Improved SD-FEC with multi-tap error-tracking DFE with partial unrolling in high-speed IM/DD systems

Xue Zhao; Jing Zhang; Jiahao Zhou; Chenye Wang; Zhengyu Ma; Shaohua Hu; Bo Xu; Kun Qiu

doi:10.3788/COL202523.010605

1. Introduction

Driven by large-bandwidth Internet applications such as media services, cloud computing, and the Internet of Things (IoT), there is an exponentially increasing requirement of the data traffic in data center interconnects (DCIs)^[1]. In recent years, the data traffic of intradata center interconnects (Intra-DCIs) is typically greater than that of interdata center interconnects (Inter-DCIs)^[2]. Intra-DCIs that cover 2-km or 10-km transmission distances are highly sensitive to cost and power consumption.

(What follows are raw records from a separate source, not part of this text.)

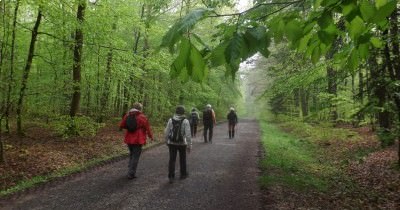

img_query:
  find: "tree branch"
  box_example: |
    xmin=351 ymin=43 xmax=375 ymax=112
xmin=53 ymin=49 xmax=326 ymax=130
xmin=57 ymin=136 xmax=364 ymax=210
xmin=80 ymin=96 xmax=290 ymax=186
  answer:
xmin=208 ymin=0 xmax=305 ymax=17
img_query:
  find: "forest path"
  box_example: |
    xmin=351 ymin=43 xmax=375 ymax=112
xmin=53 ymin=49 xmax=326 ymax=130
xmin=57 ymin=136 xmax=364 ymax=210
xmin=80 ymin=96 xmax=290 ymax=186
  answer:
xmin=1 ymin=120 xmax=262 ymax=210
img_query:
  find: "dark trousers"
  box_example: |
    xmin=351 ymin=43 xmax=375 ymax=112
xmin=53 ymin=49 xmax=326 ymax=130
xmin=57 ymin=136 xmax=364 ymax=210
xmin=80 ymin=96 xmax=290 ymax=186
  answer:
xmin=228 ymin=123 xmax=236 ymax=138
xmin=203 ymin=124 xmax=214 ymax=142
xmin=190 ymin=124 xmax=197 ymax=137
xmin=128 ymin=144 xmax=142 ymax=176
xmin=168 ymin=144 xmax=188 ymax=178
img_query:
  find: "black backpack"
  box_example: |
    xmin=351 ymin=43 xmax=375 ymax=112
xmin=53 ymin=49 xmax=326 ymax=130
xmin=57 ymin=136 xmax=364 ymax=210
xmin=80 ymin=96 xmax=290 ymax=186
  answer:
xmin=190 ymin=112 xmax=199 ymax=124
xmin=168 ymin=119 xmax=184 ymax=143
xmin=203 ymin=109 xmax=213 ymax=124
xmin=126 ymin=114 xmax=137 ymax=132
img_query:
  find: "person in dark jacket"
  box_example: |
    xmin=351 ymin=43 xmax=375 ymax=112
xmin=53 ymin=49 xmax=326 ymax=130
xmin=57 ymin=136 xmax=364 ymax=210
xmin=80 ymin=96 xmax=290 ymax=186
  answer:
xmin=226 ymin=107 xmax=238 ymax=139
xmin=119 ymin=103 xmax=153 ymax=179
xmin=189 ymin=108 xmax=200 ymax=138
xmin=203 ymin=104 xmax=216 ymax=143
xmin=164 ymin=106 xmax=192 ymax=183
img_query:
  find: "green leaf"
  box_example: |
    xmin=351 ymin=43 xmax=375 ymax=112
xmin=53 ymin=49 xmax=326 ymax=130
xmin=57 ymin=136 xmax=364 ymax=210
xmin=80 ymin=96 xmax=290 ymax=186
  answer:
xmin=369 ymin=37 xmax=383 ymax=48
xmin=242 ymin=26 xmax=270 ymax=59
xmin=358 ymin=44 xmax=369 ymax=59
xmin=298 ymin=34 xmax=312 ymax=52
xmin=318 ymin=11 xmax=334 ymax=29
xmin=375 ymin=0 xmax=388 ymax=9
xmin=318 ymin=31 xmax=335 ymax=45
xmin=258 ymin=47 xmax=271 ymax=58
xmin=225 ymin=33 xmax=247 ymax=63
xmin=360 ymin=0 xmax=376 ymax=21
xmin=170 ymin=38 xmax=191 ymax=78
xmin=210 ymin=42 xmax=229 ymax=67
xmin=189 ymin=45 xmax=207 ymax=82
xmin=269 ymin=17 xmax=285 ymax=42
xmin=372 ymin=1 xmax=397 ymax=23
xmin=348 ymin=16 xmax=365 ymax=40
xmin=341 ymin=3 xmax=358 ymax=16
xmin=190 ymin=33 xmax=209 ymax=48
xmin=314 ymin=0 xmax=322 ymax=9
xmin=286 ymin=20 xmax=303 ymax=42
xmin=321 ymin=0 xmax=339 ymax=7
xmin=160 ymin=9 xmax=211 ymax=52
xmin=347 ymin=49 xmax=360 ymax=70
xmin=311 ymin=46 xmax=321 ymax=64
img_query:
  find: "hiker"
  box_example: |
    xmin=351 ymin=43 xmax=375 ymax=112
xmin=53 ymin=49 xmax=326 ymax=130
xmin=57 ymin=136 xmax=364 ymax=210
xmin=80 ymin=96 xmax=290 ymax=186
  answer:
xmin=119 ymin=103 xmax=153 ymax=179
xmin=203 ymin=104 xmax=216 ymax=143
xmin=164 ymin=106 xmax=192 ymax=183
xmin=189 ymin=108 xmax=200 ymax=138
xmin=226 ymin=107 xmax=238 ymax=139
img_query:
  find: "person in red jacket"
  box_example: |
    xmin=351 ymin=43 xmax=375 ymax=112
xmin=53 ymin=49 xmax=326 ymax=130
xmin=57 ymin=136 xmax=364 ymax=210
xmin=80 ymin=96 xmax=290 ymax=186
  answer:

The intensity modulation and direct-detection (IM/DD) system has been widely implemented in 100- and 400-Gb/s intra-DCIs due to its low cost, power consumption, and simple architecture. Advanced modulation formats such as discrete multitone (DMT), pulse amplitude modulation (PAM), and carrier-less amplitude and phase modulation (CAP), have been used to increase the data rate with serious bandwidth limitation^[3–5]. Among these modulation formats, the PAM4 modulation format has been adopted in IEEE 802.3bs 400 gigabit Ethernet (GbE) standardization due to its simplicity and lower power consumption^[6].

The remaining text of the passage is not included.